Antonio Calloni sempre teve um autopreconceito por gostar de escrever. Pensava: "Por que este ator quer se meter a escritor?" Mas deixou a repreensão de lado e, como autor, passou a experimentar diferentes estilos literários. Em seu primeiro livro, "Os Infantes de Dezembro", foi a poesia. Agora, com "A Ilha de Sagitário", são os contos e, em breve, o ator-autor lança seu primeiro romance. Atualmente, Calloni está em "Os Maias" como o inescrupuloso jornalista Palma Cavalão, que trabalha na redação do jornal "Corneta dos Diabos". Nos contos, Calloni tem a mesma versatilidade de um ator. Relembra um episódio de sua infância, quando sai para caçar pássaros com o pai e com a cachorra Diana (a deusa da caça), no poético "A Ilha de Sagitário" e, numa linguagem que lembra boletim de ocorrência, constrói o enxuto "A Matéria". "Eu acho que quase escrevi um conto policial", diz o autor.
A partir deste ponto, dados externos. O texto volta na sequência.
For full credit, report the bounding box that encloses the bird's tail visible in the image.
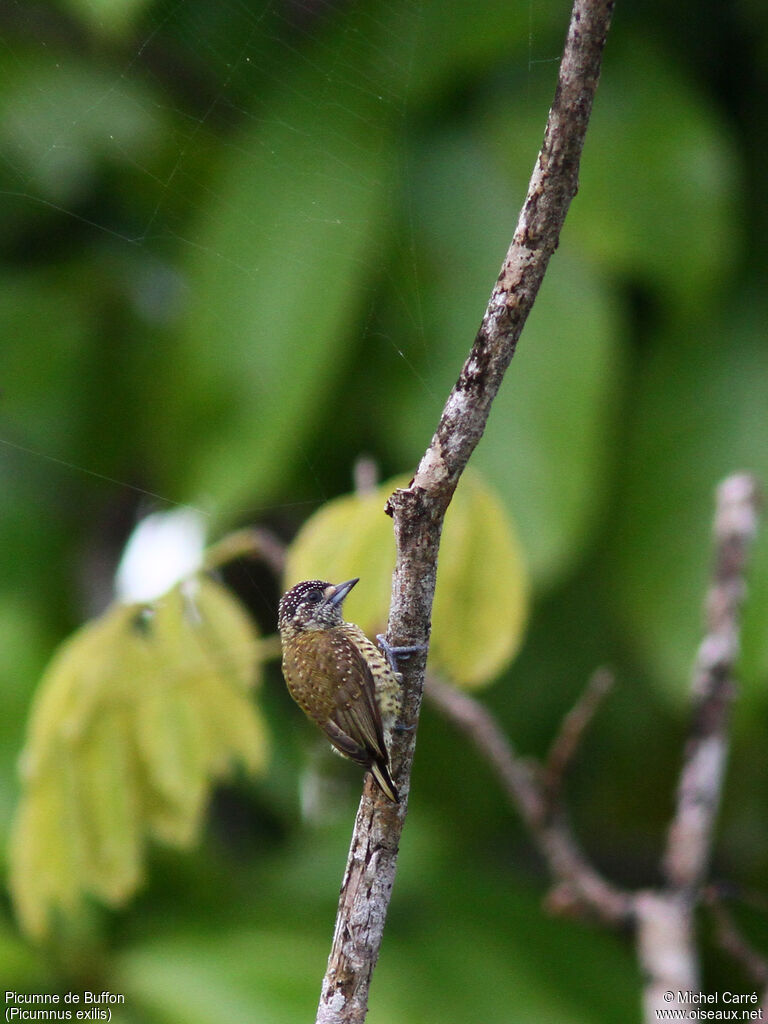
[371,761,400,804]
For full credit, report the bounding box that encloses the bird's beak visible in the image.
[328,577,360,608]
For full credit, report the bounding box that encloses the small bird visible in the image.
[278,579,400,804]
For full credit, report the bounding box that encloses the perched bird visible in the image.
[278,580,400,803]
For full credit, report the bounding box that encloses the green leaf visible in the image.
[286,471,527,686]
[158,46,392,514]
[67,0,150,36]
[0,57,166,212]
[9,577,266,939]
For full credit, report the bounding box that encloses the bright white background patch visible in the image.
[115,508,205,604]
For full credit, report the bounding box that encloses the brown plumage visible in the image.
[279,580,399,803]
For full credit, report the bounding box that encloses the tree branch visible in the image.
[426,676,633,928]
[316,0,613,1024]
[637,473,759,1022]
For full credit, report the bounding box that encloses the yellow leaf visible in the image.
[431,472,528,686]
[285,471,528,686]
[9,577,267,939]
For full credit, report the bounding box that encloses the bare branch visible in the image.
[544,669,613,800]
[636,473,759,1022]
[426,676,632,927]
[317,0,613,1024]
[664,473,758,894]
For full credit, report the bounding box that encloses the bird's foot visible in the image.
[376,633,428,675]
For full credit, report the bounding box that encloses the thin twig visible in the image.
[425,676,632,928]
[544,669,613,801]
[636,473,759,1022]
[316,0,613,1024]
[664,473,758,893]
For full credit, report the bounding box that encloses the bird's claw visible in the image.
[376,633,427,675]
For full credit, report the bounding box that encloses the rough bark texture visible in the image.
[316,0,613,1024]
[636,473,759,1024]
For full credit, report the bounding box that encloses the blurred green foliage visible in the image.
[0,0,768,1024]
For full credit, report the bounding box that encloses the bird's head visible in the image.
[278,579,358,637]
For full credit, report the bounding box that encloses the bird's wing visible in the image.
[326,634,388,764]
[290,630,387,766]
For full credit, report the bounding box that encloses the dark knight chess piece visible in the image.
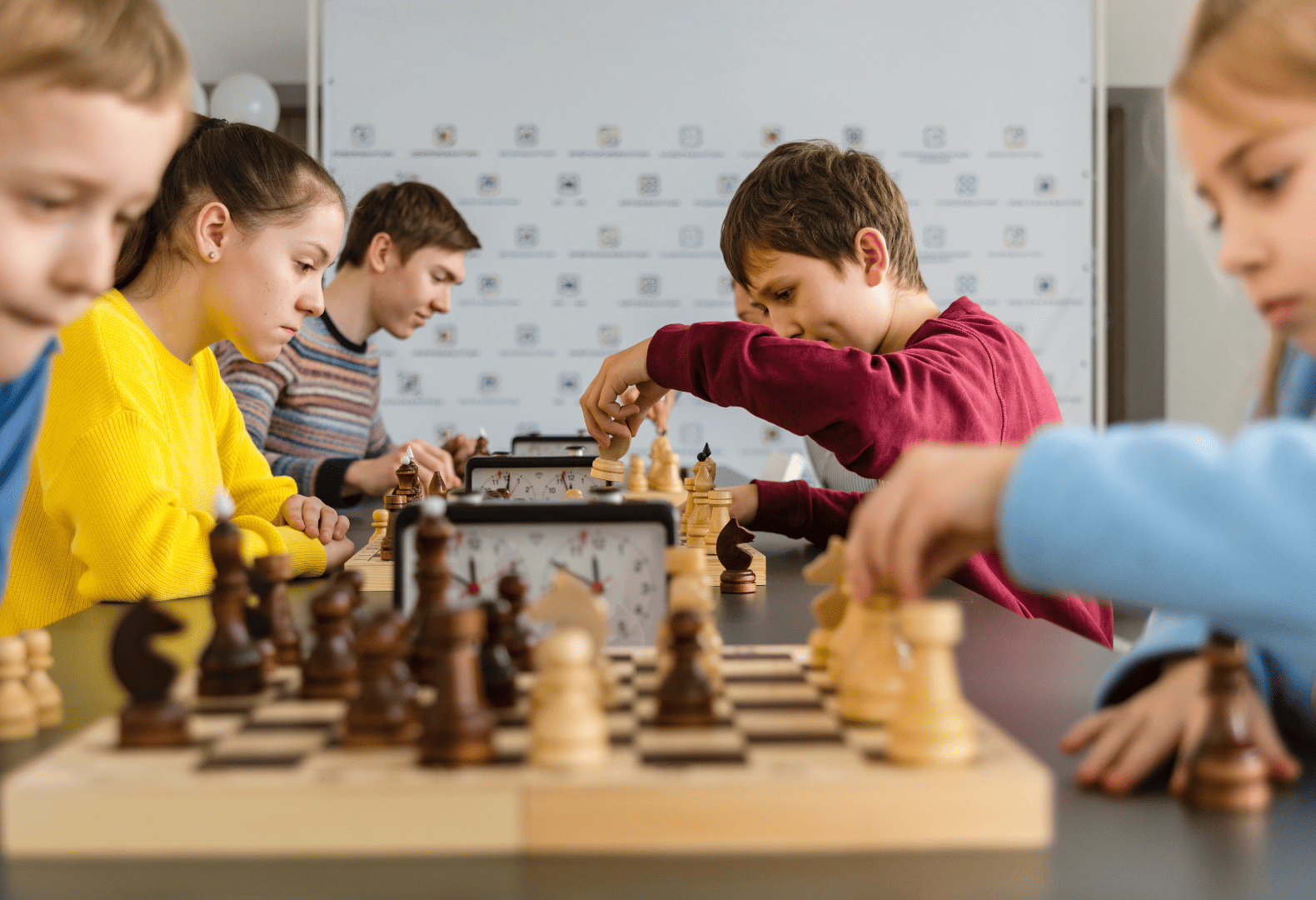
[109,598,192,748]
[1183,632,1270,812]
[196,488,265,698]
[717,518,758,593]
[497,568,534,672]
[481,600,516,709]
[654,611,717,727]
Como nas poesias de "Os Infantes de Dezembro", a sexualidade está presente em alguns contos. Em o "Labirinto de Dominó", o autor retrata a descoberta do sexo em uma prosa que remete ao linguajar caipira do interior de Minas Gerais. Já em "A Mulher Espumante", narra a história de uma mulher de uma "feiúra inoxidável" que seduz os homens com seu sexo avolumado e cheiroso. "É um conto que mostra o sexo como algo perigoso", explica. Para ele, a temática sexo ainda é um fator transgressor na literatura.
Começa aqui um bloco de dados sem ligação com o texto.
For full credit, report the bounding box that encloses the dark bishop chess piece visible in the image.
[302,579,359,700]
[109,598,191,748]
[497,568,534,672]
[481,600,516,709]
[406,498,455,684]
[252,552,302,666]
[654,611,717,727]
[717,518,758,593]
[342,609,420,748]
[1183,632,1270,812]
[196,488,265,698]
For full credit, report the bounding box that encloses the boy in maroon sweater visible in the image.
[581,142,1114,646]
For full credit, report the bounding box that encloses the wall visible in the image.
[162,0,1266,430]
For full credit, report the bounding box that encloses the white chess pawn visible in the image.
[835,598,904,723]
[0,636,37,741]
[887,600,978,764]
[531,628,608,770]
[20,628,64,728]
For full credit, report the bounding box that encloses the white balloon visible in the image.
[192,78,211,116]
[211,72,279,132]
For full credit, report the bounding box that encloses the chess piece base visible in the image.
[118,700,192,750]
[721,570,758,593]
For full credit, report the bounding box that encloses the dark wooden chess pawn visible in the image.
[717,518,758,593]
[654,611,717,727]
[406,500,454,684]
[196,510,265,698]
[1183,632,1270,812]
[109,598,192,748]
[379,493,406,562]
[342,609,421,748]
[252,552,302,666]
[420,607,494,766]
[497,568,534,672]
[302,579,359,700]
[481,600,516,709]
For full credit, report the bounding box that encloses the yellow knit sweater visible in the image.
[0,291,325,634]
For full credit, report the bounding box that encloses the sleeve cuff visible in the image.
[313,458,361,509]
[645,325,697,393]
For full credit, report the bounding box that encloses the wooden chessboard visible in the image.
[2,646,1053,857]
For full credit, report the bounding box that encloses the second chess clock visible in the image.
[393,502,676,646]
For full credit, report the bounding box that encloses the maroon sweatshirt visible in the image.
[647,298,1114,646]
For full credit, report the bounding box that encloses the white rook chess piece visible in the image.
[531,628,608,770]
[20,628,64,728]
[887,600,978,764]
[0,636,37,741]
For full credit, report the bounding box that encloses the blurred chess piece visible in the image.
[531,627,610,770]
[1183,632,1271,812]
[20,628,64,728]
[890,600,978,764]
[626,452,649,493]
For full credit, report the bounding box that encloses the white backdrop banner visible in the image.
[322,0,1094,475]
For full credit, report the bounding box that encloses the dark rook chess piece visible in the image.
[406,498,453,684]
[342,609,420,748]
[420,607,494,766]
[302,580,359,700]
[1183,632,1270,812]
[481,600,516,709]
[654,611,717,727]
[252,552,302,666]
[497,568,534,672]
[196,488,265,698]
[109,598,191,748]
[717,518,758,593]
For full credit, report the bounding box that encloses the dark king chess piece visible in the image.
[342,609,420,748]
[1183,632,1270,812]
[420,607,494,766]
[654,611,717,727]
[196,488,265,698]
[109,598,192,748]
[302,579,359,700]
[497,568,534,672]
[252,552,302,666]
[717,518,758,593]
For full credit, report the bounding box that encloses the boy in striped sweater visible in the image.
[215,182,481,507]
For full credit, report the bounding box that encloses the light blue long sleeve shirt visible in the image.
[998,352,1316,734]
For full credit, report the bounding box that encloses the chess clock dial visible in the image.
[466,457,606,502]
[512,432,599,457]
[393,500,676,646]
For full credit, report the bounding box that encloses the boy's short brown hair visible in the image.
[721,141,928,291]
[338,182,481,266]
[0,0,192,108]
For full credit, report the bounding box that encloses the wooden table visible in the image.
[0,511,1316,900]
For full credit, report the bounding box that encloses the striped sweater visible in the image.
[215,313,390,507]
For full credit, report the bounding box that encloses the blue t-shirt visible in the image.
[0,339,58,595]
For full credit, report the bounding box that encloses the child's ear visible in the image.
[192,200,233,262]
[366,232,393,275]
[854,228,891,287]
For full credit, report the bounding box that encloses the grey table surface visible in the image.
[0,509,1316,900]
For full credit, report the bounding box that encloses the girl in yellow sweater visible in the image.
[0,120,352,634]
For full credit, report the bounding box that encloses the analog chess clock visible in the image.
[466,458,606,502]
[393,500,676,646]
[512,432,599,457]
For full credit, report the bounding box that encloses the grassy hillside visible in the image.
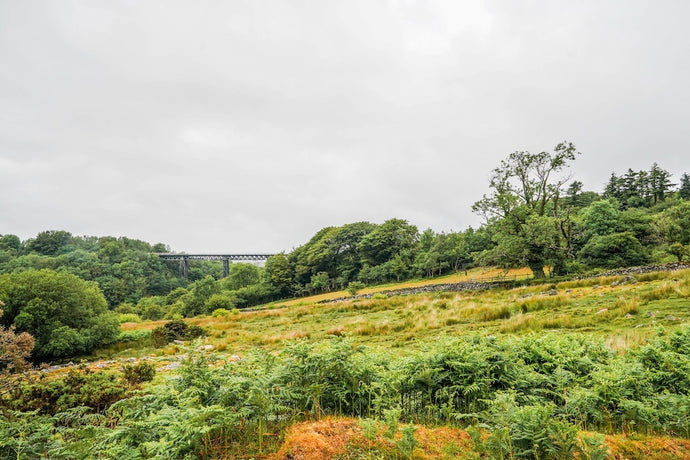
[123,264,690,355]
[5,270,690,460]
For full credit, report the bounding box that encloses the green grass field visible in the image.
[39,270,690,460]
[120,270,690,356]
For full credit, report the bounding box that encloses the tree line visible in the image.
[0,142,690,359]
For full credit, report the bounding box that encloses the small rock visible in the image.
[161,361,182,371]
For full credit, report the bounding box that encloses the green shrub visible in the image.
[211,308,230,318]
[151,319,206,347]
[117,329,151,342]
[118,313,141,324]
[122,361,156,385]
[347,281,366,295]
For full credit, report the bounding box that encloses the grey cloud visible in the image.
[0,0,690,252]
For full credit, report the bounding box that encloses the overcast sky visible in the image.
[0,0,690,253]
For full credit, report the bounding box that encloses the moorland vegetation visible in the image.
[0,142,690,459]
Em relação à temática ligada à família - a mais evidente no livro -, Calloni explica que há muito de sua história como filho de imigrantes italianos, mas que não se trata de textos autobiográficos. "Tem muita fantasia no meio", avisa. Mas o que é real e o que é fantasia? "Deixa o leitor tentar descobrir", brinca. "Eu, como autor, gostaria de misturar os dois."

Em "A Ilha de Sagitário", por exemplo, a história da caça é real, mas Calloni mata o pai, que, na vida real, adorou o conto. Mais que isso ele não revela. O conto que dá nome ao livro foi escrito pela primeira vez em 1986. "De lá para cá eu o refiz várias vezes." Para compor personagens suburbanos como a empregada Elisa, de "A Matéria", e Totó, o vendedor de cachorro-quente de "Uma Festa muito Antiga", Calloni conta que se inspirou em pessoas de se cotidiano. "Elas me permitem ter conhecimento de causa."
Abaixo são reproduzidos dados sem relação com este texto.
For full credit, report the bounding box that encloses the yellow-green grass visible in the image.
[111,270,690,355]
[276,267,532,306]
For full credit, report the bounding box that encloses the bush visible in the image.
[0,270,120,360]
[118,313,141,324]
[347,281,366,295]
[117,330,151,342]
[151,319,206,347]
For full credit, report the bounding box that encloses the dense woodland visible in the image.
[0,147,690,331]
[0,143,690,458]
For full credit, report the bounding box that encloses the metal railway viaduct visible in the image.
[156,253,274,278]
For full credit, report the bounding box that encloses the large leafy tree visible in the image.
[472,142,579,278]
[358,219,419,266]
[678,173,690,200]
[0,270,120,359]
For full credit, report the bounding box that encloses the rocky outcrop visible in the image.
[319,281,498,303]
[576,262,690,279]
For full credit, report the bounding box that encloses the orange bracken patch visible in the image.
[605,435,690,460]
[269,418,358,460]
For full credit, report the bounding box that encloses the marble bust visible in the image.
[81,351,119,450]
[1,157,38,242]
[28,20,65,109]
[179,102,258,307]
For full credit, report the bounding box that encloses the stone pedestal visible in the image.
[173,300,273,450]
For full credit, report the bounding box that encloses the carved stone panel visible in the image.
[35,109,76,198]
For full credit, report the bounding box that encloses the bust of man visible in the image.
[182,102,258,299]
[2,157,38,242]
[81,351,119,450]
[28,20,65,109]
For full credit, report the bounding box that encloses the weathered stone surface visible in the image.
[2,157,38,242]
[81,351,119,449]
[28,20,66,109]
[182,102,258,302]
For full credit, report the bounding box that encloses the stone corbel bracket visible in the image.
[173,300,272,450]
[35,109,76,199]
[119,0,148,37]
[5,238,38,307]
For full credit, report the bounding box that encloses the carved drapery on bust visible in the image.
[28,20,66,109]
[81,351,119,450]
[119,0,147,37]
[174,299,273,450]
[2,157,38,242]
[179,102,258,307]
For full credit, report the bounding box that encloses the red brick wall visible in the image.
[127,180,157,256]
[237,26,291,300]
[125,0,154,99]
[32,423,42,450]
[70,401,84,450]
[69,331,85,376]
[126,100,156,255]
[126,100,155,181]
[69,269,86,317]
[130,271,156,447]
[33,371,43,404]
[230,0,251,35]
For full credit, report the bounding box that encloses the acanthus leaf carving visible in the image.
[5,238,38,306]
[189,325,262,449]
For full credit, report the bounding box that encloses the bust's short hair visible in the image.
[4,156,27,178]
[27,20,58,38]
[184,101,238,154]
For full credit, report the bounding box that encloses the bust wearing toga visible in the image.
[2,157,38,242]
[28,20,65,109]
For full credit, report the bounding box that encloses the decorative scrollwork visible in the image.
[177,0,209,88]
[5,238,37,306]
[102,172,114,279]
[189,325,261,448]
Uma certa dose de realismo fantástico também está presente no livro. No conto "Os Pavões", duas esculturas no formato da ave que enfeitam um restaurante tomam vida e levantam vôo. Já em "O Circo Almeida", os personagens morrem após 25 minutos de gargalhada sem nenhum motivo aparente. "É bastante niilista", diz o autor sobre seu livro. "Mas acho que a melhor definição é a de Olga Savary (escritora que assina a orelha do livro): obra de um humor ensandecido."

Calloni, que está lendo "Os Cem Melhores Contos Brasileiros do Século" (organizado por Italo Moriconi), diz que como contista não tem nenhuma fonte de inspiração, mas como poeta tem Manuel Bandeira e Manoel de Barros como seus mestres.